I have used Hagen Nutrifin nitrate test kits for many years. When I'm bang on with w/c's my test colour is a faint pink, showing very low nitrate (lowest reading). The colour wheel doesn't give a "zero" option. I have just purchased the API master test kit and have tested 4 tanks (45/65/90/135g) and all 4 tanks test nitrate to be "zero". The next reading is 5 on the scale. I followed the recommendation and shook reagent #2 really well and then gave the test tube a good shake as well.

Should I not get some sort of nitrate reading? Bad test kit?

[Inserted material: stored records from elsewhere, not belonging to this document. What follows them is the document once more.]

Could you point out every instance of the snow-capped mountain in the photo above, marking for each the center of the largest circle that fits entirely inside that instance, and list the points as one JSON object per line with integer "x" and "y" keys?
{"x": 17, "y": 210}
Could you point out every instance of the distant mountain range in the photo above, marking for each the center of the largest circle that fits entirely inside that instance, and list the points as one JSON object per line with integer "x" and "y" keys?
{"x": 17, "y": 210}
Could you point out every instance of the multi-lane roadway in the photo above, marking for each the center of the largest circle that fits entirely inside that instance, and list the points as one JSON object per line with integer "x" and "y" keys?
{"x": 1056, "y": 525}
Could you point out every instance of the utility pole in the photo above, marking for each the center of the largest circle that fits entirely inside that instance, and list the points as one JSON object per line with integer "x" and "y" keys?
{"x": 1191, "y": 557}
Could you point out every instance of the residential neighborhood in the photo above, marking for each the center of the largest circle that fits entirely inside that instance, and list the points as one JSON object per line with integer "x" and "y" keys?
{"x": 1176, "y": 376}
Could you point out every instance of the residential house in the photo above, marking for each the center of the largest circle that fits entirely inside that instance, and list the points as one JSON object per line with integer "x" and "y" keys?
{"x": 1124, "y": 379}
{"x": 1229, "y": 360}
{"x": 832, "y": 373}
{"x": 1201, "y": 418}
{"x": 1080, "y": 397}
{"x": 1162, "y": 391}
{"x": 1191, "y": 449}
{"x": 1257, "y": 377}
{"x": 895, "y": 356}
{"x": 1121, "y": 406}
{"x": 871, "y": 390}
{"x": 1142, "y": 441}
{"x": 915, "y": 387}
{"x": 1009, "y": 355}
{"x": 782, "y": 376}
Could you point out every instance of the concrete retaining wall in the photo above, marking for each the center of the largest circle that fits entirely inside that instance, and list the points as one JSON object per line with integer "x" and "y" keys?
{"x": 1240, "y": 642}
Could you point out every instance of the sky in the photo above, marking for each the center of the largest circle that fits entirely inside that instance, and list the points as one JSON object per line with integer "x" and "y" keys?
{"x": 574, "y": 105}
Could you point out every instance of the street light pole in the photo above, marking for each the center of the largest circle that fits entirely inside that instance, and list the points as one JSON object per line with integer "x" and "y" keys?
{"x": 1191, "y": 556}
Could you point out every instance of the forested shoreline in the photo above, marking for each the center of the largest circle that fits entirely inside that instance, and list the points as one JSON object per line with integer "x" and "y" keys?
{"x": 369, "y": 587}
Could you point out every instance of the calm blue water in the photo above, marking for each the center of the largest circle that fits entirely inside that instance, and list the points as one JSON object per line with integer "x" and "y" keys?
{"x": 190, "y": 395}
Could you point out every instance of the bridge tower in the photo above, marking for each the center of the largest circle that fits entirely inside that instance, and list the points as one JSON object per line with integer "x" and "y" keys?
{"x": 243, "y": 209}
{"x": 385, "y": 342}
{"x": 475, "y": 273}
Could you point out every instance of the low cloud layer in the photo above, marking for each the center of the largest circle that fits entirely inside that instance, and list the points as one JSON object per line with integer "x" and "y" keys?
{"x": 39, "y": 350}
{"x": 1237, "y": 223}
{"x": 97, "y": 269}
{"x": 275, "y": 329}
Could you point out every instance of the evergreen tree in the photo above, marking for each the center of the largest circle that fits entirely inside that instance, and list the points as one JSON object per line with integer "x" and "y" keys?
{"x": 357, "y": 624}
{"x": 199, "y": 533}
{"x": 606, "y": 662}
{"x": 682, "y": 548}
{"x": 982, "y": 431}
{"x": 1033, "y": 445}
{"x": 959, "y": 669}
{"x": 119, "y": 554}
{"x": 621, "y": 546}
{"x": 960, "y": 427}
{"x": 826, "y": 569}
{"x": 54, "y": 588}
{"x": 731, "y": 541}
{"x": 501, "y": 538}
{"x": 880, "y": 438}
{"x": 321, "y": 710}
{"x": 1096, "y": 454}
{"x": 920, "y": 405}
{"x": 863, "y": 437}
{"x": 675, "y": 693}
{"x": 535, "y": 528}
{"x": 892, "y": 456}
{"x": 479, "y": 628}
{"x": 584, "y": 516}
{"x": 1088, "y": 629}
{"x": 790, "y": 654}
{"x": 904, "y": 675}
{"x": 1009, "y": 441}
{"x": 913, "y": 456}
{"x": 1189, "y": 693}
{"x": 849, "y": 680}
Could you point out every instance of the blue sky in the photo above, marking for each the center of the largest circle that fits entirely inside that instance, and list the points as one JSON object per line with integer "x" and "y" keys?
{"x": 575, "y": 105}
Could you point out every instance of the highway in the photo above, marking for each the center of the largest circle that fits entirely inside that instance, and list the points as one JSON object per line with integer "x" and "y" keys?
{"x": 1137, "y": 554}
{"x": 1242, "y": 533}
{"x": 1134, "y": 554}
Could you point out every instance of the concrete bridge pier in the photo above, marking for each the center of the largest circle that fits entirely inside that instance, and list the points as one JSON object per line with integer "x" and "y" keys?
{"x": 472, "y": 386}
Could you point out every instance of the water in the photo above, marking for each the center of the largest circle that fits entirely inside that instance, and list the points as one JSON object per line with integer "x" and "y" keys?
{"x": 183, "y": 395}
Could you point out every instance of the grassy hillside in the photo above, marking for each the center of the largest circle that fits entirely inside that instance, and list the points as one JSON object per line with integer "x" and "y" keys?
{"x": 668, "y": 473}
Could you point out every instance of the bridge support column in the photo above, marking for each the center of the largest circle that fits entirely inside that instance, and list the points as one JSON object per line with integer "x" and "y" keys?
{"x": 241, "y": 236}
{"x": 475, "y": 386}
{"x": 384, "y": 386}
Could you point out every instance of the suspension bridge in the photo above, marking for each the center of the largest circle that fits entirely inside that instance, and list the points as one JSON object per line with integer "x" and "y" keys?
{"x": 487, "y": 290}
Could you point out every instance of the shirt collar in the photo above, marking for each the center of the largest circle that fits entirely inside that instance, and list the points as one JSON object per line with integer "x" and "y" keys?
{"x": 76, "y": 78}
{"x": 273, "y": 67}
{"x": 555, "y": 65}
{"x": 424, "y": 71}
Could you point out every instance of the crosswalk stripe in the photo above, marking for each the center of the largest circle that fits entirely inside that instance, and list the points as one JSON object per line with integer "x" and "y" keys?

w/c schedule averages to be 50% 1x/wk, also tested (from the same test kit) ammonia and nitrite, all tested zero in all tanks, as they should.

Thots?

Thanks


----------



## AfricanLove (Jan 2, 2012)

Make sure you shake both bottles and the test kit all for a minute. Also make sure you are adding ten drops of Each. So give it one more try


----------



## chiroken (Sep 25, 2007)

I didn't shake the life out of reagent 1, just maybe 5 sec. The instructions clearly, in bold, stated to shake reagent 2 for 30sec then the test tube for 1 min (or the other way around, can't remember). Nothing specific about reagent 1. Maybe will try again.


----------



## chiroken (Sep 25, 2007)

OK, interesting. Only difference this time was that I shook reagent 1 for 1 min prior to use (not in the instructions). Tested 2 tanks, 1was 10ppm the other 20ppm. Wondering if 1 of the reagents might have had some precipitate from sitting on the shelf for a long time and needed to be busted up? Expiry date is june '18 so that shouldn't be an issue.


----------



## Deeda (Oct 12, 2012)

I do shake all my reagent bottles just to get the 'stuff' mixed up well though the #2 bottle for nitrate does require the extra bottle shaking for accurate results.


----------



## AfricanLove (Jan 2, 2012)

Sounds good, seems like the problem is solved


----------



## chiroken (Sep 25, 2007)

:thumb:



AfricanLove said:


> Sounds good, seems like the problem is solved


----------